How to determine if memory is aligned? ( *testing* for alignment, not aligning )

Question

Hi there,

I am new to optimizing code with SSE/SSE2 instructions and until now I have not gotten very far. To my knowledge a common SSE-optimized function would look like this:

void sse_func(const float* const ptr, int len){
    if( ptr is aligned )
    {
        for( ... ){
            // unroll loop by 4 or 2 elements
        }
        for( ....){
            // handle the rest
            // (non-optimized code)
        }
    } else {
        for( ....){
            // regular C code to handle non-aligned memory
        }
    }
}

However, how do I correctly determine if the memory ptr points to is aligned by e.g. 16 Bytes? I think I have to include the regular C code path for non-aligned memory as I cannot make sure that every memory passed to this function will be aligned. And using the intrinsics to load data from unaligned memory into the SSE registers seems to be horrible slow (Even slower than regular C code).

Thank you in advance...

Answer 1

EDIT: casting to long is a cheap way to protect oneself against the most likely possibility of int and pointers being different sizes nowadays.

As pointed out in the comments below, there are better solutions if you are willing to include a header...

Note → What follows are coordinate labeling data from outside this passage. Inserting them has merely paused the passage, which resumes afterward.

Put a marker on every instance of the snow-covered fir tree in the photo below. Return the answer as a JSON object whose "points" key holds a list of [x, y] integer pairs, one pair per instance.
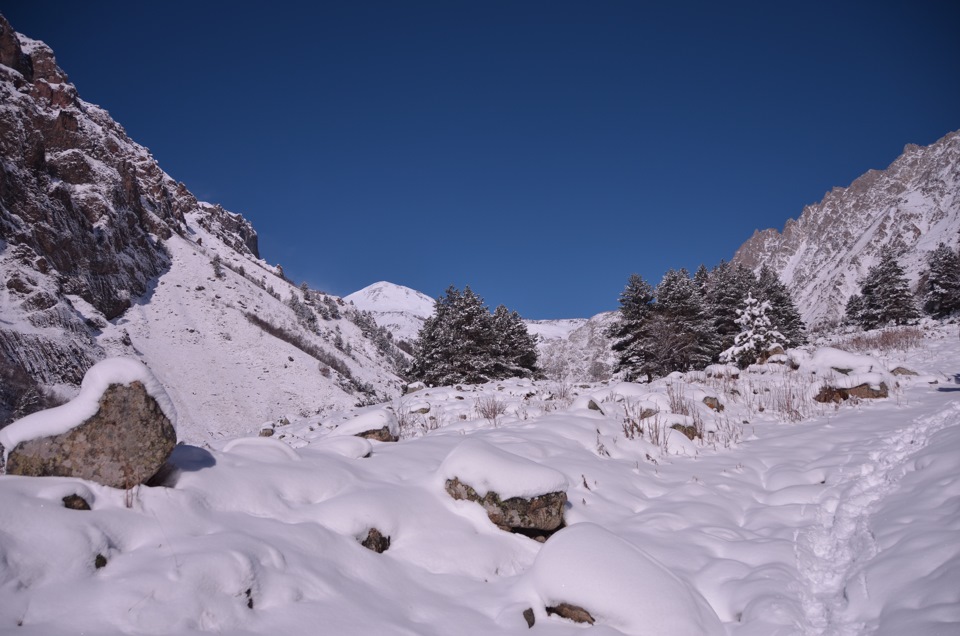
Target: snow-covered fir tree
{"points": [[757, 335], [884, 297], [728, 285], [941, 288], [628, 332], [783, 313], [462, 342], [679, 335], [516, 349]]}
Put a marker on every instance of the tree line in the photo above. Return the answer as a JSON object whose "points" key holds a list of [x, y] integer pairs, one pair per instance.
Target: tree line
{"points": [[727, 314]]}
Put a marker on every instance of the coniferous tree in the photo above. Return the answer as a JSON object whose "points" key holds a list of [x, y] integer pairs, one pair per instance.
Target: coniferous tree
{"points": [[516, 349], [728, 286], [756, 337], [942, 286], [884, 296], [628, 332], [783, 314], [679, 336], [463, 342], [702, 279]]}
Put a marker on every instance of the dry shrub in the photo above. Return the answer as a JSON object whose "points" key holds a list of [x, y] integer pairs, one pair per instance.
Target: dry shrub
{"points": [[490, 409], [892, 339]]}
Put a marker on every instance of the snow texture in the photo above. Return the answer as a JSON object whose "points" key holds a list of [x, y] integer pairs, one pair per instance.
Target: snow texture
{"points": [[619, 584], [486, 468], [62, 419]]}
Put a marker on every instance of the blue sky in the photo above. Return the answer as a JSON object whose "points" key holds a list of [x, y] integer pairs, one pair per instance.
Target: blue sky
{"points": [[538, 151]]}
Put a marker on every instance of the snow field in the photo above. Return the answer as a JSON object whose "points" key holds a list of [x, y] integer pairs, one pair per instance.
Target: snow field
{"points": [[840, 524]]}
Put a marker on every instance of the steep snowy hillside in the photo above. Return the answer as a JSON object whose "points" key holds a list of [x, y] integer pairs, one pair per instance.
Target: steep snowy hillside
{"points": [[574, 350], [103, 253], [912, 206], [399, 309]]}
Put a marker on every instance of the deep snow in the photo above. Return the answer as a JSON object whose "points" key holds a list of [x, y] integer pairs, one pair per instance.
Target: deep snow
{"points": [[842, 523]]}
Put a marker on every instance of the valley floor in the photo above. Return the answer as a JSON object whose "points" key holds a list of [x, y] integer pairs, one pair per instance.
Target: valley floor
{"points": [[843, 524]]}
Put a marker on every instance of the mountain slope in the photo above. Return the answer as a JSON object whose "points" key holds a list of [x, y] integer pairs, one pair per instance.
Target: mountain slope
{"points": [[399, 309], [912, 206], [104, 254]]}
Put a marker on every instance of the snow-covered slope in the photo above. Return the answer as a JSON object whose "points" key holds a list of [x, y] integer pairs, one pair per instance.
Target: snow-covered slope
{"points": [[841, 521], [912, 206], [399, 309], [574, 350], [103, 253]]}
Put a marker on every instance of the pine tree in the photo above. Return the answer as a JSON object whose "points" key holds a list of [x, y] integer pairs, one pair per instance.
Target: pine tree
{"points": [[463, 342], [885, 295], [942, 286], [756, 337], [783, 314], [627, 332], [727, 288], [679, 336], [702, 279], [516, 350]]}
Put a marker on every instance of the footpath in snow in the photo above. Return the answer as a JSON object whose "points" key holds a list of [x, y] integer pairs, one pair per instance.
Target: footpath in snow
{"points": [[843, 523]]}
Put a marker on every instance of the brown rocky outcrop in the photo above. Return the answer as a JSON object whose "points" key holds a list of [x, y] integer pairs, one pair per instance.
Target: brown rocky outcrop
{"points": [[124, 444], [376, 541], [379, 435], [84, 211], [863, 391], [537, 517], [574, 613]]}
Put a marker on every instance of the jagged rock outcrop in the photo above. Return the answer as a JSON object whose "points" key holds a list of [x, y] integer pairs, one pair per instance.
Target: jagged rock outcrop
{"points": [[912, 205], [537, 516], [84, 213], [124, 444]]}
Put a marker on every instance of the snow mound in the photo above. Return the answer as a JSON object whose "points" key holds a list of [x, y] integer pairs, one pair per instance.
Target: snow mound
{"points": [[99, 377], [619, 584], [827, 359], [486, 468]]}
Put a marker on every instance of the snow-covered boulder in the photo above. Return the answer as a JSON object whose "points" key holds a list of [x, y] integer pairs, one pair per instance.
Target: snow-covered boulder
{"points": [[517, 494], [118, 431], [863, 385], [619, 585], [378, 424]]}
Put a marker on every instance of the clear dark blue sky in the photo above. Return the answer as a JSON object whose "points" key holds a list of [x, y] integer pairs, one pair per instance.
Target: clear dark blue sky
{"points": [[537, 151]]}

A pointer p is aligned on a 16-byte boundary iff ((unsigned long)p) & 15 == 0.

Answer 2

Can you just 'and' the ptr with 0x03 (aligned on 4s), 0x07 (aligned on 8s) or 0x0f (aligned on 16s) to see if any of the lowest bits are set?

Answer 3

Try this:

if (((int)ptr & (sizeof(*ptr) - 1)) == 0) {
    // ptr is aligned
}

This assumes that sizeof(*ptr) is a power of two (2ⁿ), and checks that the lowest n bits of ptr are all zero.

Answer 4

Other answers suggest an AND operation with low bits set, and comparing to zero.

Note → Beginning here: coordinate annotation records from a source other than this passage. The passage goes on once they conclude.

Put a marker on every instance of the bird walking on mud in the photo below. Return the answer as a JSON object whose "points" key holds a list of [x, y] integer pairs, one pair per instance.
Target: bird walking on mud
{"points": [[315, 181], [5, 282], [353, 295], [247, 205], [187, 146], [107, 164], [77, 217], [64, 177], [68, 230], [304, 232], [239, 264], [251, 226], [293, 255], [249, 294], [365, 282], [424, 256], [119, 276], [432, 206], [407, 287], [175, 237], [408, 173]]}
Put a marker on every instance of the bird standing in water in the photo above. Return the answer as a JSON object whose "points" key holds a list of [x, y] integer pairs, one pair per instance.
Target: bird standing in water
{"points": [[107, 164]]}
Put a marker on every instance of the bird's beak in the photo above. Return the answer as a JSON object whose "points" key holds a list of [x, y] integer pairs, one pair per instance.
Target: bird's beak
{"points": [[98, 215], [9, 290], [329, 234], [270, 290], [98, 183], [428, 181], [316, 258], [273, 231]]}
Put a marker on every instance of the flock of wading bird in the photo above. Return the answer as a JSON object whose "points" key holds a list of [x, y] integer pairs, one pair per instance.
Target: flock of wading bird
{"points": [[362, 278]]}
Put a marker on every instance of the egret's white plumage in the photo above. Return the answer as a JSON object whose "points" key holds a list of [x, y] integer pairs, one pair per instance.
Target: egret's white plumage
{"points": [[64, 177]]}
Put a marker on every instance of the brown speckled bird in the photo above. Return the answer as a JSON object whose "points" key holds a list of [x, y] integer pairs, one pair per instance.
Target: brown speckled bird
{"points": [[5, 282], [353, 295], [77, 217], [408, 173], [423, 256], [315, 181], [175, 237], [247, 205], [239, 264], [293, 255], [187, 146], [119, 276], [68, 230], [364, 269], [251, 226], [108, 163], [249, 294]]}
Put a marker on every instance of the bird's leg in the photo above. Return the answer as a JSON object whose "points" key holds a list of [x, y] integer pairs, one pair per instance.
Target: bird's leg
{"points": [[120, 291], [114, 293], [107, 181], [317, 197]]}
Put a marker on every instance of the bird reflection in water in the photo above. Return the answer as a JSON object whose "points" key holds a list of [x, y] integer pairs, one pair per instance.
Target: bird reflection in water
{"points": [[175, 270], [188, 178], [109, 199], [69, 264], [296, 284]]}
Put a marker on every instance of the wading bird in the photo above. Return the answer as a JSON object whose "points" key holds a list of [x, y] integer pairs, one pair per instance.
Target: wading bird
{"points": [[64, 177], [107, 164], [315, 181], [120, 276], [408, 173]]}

But a more straight-forward test would be to do a MOD with the desired alignment value, and compare to zero.

#define ALIGNMENT_VALUE     16u

if (((uintptr_t)ptr % ALIGNMENT_VALUE) == 0)
{
    // ptr is aligned
}

Answer 5

#define is_aligned(POINTER, BYTE_COUNT) \
    (((uintptr_t)(void *)&*(POINTER)) % (BYTE_COUNT) == 0)

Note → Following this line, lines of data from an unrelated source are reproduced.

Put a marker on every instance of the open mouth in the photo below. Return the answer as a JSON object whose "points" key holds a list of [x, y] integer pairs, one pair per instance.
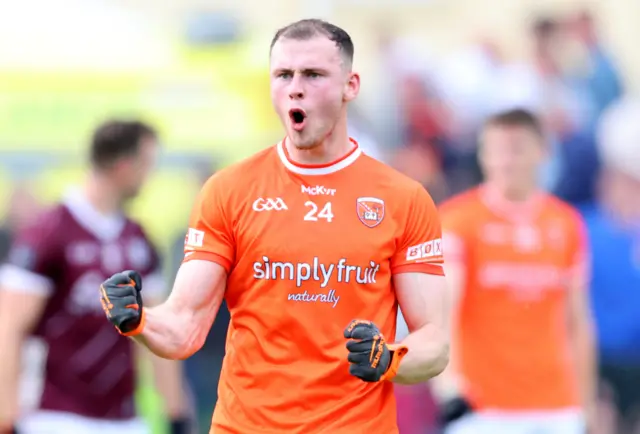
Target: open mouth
{"points": [[298, 118]]}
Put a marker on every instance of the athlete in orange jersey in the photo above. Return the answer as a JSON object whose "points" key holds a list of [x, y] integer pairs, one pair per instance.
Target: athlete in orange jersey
{"points": [[516, 257], [314, 245]]}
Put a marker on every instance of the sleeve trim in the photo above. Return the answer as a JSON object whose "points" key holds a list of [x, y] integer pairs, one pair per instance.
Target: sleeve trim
{"points": [[434, 269], [208, 256], [17, 279]]}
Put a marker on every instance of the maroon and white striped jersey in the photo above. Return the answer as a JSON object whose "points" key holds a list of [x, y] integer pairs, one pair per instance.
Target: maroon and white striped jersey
{"points": [[66, 255]]}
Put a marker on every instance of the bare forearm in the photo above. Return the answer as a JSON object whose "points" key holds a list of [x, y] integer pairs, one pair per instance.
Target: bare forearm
{"points": [[9, 375], [171, 334], [168, 380], [427, 357], [586, 366]]}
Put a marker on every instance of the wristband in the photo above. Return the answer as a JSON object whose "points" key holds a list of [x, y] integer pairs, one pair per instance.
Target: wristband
{"points": [[138, 328], [397, 353]]}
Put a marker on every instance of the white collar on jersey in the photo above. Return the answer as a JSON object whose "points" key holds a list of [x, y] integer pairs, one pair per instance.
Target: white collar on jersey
{"points": [[324, 169], [106, 228]]}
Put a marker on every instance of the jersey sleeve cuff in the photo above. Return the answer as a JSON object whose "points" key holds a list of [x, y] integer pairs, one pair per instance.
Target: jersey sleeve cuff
{"points": [[435, 269], [209, 256]]}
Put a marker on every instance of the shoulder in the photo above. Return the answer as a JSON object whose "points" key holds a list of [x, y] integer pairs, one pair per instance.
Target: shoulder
{"points": [[246, 170], [398, 185], [237, 177], [48, 223]]}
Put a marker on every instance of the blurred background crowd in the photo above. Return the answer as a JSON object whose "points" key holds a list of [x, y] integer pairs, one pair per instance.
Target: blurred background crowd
{"points": [[432, 71]]}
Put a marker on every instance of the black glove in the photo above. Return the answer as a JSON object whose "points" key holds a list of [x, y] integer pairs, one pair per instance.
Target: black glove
{"points": [[180, 426], [453, 409], [371, 358], [122, 302]]}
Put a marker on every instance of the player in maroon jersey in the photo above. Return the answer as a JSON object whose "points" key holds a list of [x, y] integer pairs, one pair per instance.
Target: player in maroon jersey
{"points": [[47, 290]]}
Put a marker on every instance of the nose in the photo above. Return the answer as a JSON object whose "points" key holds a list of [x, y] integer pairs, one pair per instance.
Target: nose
{"points": [[296, 90]]}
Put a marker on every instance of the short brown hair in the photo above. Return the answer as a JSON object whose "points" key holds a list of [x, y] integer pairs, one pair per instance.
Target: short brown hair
{"points": [[516, 118], [309, 28], [116, 139]]}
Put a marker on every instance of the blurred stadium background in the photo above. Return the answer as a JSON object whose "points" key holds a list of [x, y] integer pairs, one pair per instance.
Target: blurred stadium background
{"points": [[197, 69]]}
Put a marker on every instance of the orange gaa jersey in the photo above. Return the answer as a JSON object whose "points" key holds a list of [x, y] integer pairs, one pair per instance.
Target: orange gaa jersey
{"points": [[512, 339], [308, 249]]}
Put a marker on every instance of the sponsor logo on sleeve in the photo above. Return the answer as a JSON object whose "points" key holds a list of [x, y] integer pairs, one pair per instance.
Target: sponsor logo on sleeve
{"points": [[425, 251], [370, 211], [194, 238]]}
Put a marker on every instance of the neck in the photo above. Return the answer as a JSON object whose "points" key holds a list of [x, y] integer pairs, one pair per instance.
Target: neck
{"points": [[514, 195], [331, 148], [101, 194]]}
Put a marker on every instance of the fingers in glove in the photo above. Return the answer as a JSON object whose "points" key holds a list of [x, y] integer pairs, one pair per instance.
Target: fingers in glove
{"points": [[364, 373], [359, 358], [135, 278], [362, 346], [360, 329]]}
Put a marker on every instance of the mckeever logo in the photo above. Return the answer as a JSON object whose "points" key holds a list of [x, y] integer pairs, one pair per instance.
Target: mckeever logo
{"points": [[318, 190]]}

The cast to void * is necessary because the standard requires only for void * to produce integer values in range of uintptr_t.

The &* is there to produce a compilation error for non-pointer arguments.

edit:

I added &* to add ameasure of type-safety to the code; problem is that it now won't work for void * arguments as these can't be dereferenced.

If you want type safety, you're probably better of with an inline function like this

static inline _Bool is_aligned(void *pointer, size_t byte_count)
{ return (uintptr_t)pointer % byte_count == 0; }

and hope for compiler optimizations if byte_count is a compile-time constant.